​ANZ boosts data analytics capability with Google Cloud

The blue bank has implemented Google Cloud in a bid to accelerate the delivery of data-driven business insights to its Institutional customers.
Written by Asha Barbaschow, Contributor on

The Australia and New Zealand Banking Group (ANZ) has turned to Google Cloud in a bid to boost its data and analytics capability.

According to ANZ, the initiative is expected to accelerate the delivery of data-driven business insights to its Institutional Customers.

It comes after a proof-of-concept was conducted, which ANZ said used Google's secure cloud tech to analyse aggregated, de-identified data sets for customer insights, instead of performing the task manually.

The announcement follows the bank earlier this month opening some of its ATMs to accept cash withdrawal via smartphones and smartwatches, and adopting Atlassian's range of software as it continues its push into agile ways of working.

"Increasingly, our Institutional customers are looking to us for strategic partnership in addition to the financial products and services we offer. The cloud-based platform can give our bankers meaningful data insights instantly -- as it allows us to process data 250 times faster," ANZ Head of Data and Digital, Institutional Joss Raines said on Wednesday.

"Over time we can help customers make informed business decisions more quickly on issues like liquidity, risk, and cash management, or strategic calls like store locations, inventory, and market positioning."

The announcement from ANZ comes as a report from the Australian Securities and Investments Commission (ASIC) highlighted an "unacceptable" delay in financial institutions reporting a "significant" breach, asking banks to remedy this by improving its data collection and the operation of their business and compliance IT systems.

The report [PDF] found that ANZ in addition to the Commonwealth Bank of Australia (CBA), the National Australia Bank (NAB), and Westpac are taking an average of 150 days to investigate and lodge a breach report to ASIC.

Under the law, all financial institutions are required to have a process that effectively identify breaches and then reports significant breaches to ASIC within 10 business days of becoming aware of them.

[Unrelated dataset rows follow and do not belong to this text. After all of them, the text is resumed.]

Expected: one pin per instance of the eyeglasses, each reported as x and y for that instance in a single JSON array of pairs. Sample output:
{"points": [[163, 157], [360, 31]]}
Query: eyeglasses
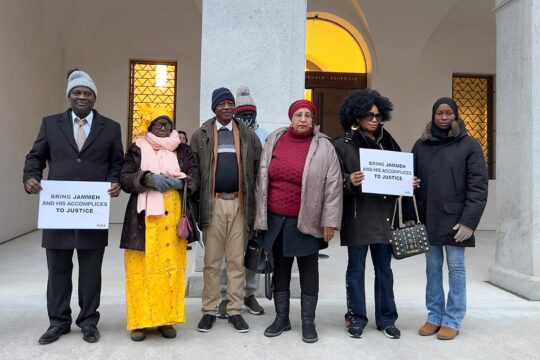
{"points": [[372, 116], [161, 126], [441, 114], [300, 115]]}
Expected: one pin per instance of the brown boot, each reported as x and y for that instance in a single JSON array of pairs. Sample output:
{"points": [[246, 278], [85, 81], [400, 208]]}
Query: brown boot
{"points": [[428, 329], [446, 333]]}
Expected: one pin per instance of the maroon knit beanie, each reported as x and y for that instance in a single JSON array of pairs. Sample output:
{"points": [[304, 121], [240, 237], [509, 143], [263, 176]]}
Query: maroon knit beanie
{"points": [[299, 104]]}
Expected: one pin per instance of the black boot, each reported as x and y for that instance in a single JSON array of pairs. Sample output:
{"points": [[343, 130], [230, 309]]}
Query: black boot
{"points": [[308, 306], [281, 323]]}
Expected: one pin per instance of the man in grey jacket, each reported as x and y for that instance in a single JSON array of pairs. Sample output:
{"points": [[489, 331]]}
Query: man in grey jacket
{"points": [[227, 153]]}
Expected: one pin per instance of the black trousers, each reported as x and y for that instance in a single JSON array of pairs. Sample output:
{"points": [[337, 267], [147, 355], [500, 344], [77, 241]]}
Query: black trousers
{"points": [[59, 286], [308, 267]]}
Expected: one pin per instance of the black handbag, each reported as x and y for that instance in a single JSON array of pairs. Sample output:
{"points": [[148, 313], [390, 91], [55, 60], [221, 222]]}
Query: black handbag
{"points": [[258, 260], [410, 240]]}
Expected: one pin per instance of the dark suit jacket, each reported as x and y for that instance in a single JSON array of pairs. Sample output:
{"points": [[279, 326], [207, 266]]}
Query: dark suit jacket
{"points": [[100, 159]]}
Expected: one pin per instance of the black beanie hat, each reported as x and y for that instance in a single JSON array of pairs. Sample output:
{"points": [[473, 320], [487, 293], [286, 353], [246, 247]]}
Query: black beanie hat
{"points": [[447, 101], [220, 95]]}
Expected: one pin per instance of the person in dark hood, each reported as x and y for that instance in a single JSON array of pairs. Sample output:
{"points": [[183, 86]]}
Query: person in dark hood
{"points": [[366, 217], [451, 202]]}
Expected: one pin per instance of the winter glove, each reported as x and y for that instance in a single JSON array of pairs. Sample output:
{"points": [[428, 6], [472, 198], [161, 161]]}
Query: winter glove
{"points": [[158, 182], [463, 232], [174, 183]]}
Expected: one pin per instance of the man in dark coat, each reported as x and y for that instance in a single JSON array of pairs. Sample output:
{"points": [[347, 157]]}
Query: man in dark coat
{"points": [[451, 202], [78, 145]]}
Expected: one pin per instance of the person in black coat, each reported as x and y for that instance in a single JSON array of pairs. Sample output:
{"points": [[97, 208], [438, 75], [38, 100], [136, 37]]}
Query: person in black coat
{"points": [[450, 202], [78, 145], [366, 220]]}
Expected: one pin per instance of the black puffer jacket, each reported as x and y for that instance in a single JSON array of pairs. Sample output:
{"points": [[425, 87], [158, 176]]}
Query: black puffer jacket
{"points": [[366, 217], [454, 183]]}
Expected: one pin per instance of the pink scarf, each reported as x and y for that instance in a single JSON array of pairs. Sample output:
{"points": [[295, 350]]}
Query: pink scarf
{"points": [[158, 155]]}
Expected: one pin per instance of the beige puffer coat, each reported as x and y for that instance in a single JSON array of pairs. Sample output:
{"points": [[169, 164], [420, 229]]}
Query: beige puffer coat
{"points": [[322, 188]]}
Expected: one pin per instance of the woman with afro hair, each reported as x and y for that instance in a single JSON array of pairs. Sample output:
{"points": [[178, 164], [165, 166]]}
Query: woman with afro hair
{"points": [[366, 217]]}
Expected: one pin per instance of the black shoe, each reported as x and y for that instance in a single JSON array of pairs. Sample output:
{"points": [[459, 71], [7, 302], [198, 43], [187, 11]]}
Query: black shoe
{"points": [[222, 309], [253, 305], [90, 333], [206, 323], [281, 322], [239, 323], [307, 313], [138, 334], [52, 334], [390, 331], [167, 331], [355, 331]]}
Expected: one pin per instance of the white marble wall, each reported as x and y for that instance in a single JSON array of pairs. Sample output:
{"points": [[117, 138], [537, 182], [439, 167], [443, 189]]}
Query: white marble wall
{"points": [[260, 44], [517, 266]]}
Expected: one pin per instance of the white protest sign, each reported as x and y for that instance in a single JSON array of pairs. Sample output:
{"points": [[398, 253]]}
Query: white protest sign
{"points": [[74, 205], [387, 172]]}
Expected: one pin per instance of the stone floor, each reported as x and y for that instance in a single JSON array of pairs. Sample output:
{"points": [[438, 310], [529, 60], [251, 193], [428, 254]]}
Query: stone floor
{"points": [[499, 325]]}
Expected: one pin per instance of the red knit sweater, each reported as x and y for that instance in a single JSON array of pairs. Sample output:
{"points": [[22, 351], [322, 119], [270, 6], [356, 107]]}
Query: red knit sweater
{"points": [[285, 172]]}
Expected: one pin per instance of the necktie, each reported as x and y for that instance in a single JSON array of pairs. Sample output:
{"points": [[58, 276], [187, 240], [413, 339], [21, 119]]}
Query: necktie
{"points": [[81, 135]]}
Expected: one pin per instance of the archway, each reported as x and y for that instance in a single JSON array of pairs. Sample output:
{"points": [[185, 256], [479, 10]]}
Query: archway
{"points": [[336, 65]]}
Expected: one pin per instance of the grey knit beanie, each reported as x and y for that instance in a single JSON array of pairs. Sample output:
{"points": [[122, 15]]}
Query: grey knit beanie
{"points": [[80, 78]]}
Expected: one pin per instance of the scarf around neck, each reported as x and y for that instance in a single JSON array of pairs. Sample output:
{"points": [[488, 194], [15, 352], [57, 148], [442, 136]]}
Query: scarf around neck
{"points": [[158, 156]]}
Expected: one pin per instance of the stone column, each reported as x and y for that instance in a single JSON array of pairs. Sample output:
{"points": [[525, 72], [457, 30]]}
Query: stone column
{"points": [[260, 44], [517, 263]]}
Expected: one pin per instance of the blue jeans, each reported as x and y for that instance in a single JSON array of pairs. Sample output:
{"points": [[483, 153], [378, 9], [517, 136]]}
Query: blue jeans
{"points": [[385, 306], [450, 315]]}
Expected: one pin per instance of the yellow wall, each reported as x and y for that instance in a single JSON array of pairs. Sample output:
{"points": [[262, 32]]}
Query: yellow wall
{"points": [[331, 48]]}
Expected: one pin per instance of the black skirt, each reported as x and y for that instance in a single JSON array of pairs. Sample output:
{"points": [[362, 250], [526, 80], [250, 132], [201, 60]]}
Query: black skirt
{"points": [[295, 243]]}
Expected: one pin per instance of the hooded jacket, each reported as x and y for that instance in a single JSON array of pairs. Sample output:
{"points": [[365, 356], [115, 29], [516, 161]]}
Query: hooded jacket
{"points": [[454, 183]]}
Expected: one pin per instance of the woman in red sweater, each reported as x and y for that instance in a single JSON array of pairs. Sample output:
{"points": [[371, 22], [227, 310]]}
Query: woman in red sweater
{"points": [[299, 204]]}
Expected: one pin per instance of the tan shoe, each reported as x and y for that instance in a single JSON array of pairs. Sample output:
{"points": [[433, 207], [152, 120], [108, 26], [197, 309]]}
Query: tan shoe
{"points": [[446, 333], [428, 329]]}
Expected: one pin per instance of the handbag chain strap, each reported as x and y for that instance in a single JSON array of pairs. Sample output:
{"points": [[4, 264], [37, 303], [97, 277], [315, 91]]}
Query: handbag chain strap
{"points": [[396, 208], [184, 199]]}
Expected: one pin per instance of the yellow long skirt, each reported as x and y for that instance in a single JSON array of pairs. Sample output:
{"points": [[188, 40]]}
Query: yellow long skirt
{"points": [[155, 278]]}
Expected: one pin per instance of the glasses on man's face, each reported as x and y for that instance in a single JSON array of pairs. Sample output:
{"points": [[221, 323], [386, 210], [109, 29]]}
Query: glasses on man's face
{"points": [[161, 126], [372, 116], [298, 116]]}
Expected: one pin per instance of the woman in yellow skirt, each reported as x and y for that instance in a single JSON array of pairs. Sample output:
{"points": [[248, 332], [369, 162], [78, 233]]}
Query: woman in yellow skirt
{"points": [[155, 171]]}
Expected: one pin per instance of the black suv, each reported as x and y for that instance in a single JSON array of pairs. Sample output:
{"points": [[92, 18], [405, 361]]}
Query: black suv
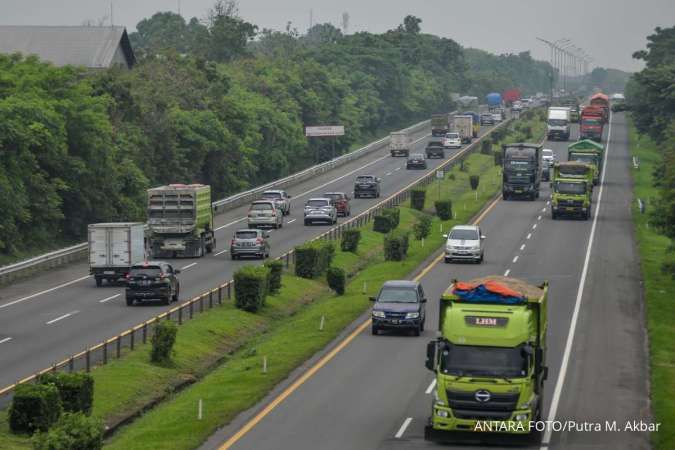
{"points": [[367, 186], [399, 305], [152, 280]]}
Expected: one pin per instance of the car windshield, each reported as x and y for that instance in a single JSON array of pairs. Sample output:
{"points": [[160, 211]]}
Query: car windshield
{"points": [[468, 360], [149, 271], [565, 187], [397, 295], [464, 235], [246, 234]]}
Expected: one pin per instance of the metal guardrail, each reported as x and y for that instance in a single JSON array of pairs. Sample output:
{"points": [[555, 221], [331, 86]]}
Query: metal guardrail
{"points": [[112, 348], [79, 251]]}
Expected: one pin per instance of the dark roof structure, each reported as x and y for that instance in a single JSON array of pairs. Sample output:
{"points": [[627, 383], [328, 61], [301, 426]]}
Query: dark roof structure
{"points": [[92, 47]]}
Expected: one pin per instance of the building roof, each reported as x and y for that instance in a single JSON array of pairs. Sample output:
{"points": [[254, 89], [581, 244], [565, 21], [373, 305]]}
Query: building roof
{"points": [[92, 47]]}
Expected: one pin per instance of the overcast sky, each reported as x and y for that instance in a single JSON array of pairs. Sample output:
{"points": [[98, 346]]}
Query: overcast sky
{"points": [[609, 30]]}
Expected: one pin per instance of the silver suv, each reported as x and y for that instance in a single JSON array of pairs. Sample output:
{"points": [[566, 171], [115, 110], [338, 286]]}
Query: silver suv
{"points": [[265, 213], [280, 198], [465, 242], [320, 210]]}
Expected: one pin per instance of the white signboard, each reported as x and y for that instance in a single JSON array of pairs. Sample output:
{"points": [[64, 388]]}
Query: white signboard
{"points": [[337, 130]]}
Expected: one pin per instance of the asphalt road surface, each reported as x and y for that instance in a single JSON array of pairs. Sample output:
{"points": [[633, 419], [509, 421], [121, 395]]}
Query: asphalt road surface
{"points": [[376, 394]]}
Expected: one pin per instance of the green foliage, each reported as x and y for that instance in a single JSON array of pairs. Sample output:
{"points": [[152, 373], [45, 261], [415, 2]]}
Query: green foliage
{"points": [[396, 246], [337, 279], [276, 268], [313, 258], [444, 209], [35, 407], [417, 198], [350, 240], [250, 287], [76, 390], [73, 431], [163, 340]]}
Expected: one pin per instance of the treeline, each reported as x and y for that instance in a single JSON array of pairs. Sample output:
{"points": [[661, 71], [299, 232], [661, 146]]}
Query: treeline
{"points": [[216, 102], [651, 99]]}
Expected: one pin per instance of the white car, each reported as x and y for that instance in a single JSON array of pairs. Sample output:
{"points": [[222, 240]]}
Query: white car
{"points": [[465, 242], [452, 140]]}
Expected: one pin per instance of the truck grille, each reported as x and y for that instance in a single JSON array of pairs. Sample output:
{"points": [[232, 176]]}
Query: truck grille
{"points": [[465, 406]]}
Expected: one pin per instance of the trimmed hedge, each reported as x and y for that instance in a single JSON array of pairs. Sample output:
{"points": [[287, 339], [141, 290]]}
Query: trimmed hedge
{"points": [[444, 209], [76, 390], [35, 407], [276, 268], [350, 240], [163, 340], [417, 199], [250, 287], [396, 246], [337, 279], [74, 431], [313, 258]]}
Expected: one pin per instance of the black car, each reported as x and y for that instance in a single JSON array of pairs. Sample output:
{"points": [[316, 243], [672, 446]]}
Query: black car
{"points": [[399, 305], [416, 161], [367, 186], [152, 280]]}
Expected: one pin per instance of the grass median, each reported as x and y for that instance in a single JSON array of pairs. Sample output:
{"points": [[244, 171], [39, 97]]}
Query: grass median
{"points": [[659, 291]]}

Failure to do so is a criminal offence.

"The identified instances of non-compliance with the 10 business days reporting requirement are unacceptable, especially when the legal requirement is to report 'as soon as practicable' but no later than 10 business days from awareness," ASIC wrote in its report.

The major financial groups also took an average of 1,726 days to identify an incident that was later determined to be a significant breach.

ASIC also found that some of the IT systems used by financial providers had limited search functionality, which the regulator said, in combination with a fragmented approach to recording information over many databases, inhibited the identification and investigation of a number of significant breaches.

The report from ASIC follows CBA in June entering into an agreement with Austrac to end civil proceedings initiated in August 2017.

The agreement sees the bank admitting to 53,750 breaches of the Anti-Money Laundering and Counter-Terrorism Financing Act (AML/CTF), which included failing to hand over 53,506 threshold transaction reports (TTRs) for cash transactions over AU$10,000 to the regulator through intelligent deposit machines (IDMs) for almost three years between November 2012 and September 2015; and for a period of three years not complying with its AML/CTF program across 778,370 transactions.